Stocks Close Higher on Fiscal Cliff Optimism

After Senate Majority Leader Harry Reid’s Tuesday remarks concerning lack of progress in fiscal cliff talks caused the market to slump, it rebounded Wednesday when House Speaker John Boehner told reporters he was optimistic a deal would be reached before the Dec. 31 deadline. The Dow Jones industrial average closed up nearly 107 points at 12,985.11 after being down as much as 112 points in early Wednesday trading. Likewise, the Standard and Poor’s 500 was up 10.99 points and the Nasdaq composite rose 23.99 points.

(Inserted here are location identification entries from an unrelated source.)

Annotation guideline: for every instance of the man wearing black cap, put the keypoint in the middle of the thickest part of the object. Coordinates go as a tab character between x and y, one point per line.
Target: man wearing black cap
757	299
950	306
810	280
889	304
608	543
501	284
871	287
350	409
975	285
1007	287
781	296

The nation has been on pins and needles since the Nov. 6 election, concerned the US will go over the “fiscal cliff” and send the economy back into recession. If Congress cannot reach a budget resolution huge tax increases and spending cuts will go into effect Jan. 1.

“I don’t think anybody in Washington is going to do something so draconian or so negative, that we’re going to trigger a recession,” Piper Jaffray market strategist Craig Johnson told the Associated Press.

The market has felt the pressure as uncertainty about possible increases to capital gains taxes has prompted investors to sell their stocks. In fact, many companies have paid special year-end dividends or moved up their quarterly payments so investors can avoid paying higher taxes on the dividends that will take effect in 2013 without a Washington compromise on taxes and spending. The payouts have impacted shares.

Costco, for example, saw its stock increase by $6.07 to $102.58 after the company announced a special dividend of $7 a share to be paid in December, in addition to the regular quarterly dividend. Likewise, shares of casino operator Las Vegas Sands Corp. rose 5.3 percent after the company announced plans to distribute more than $2 billion to shareholders before year’s end.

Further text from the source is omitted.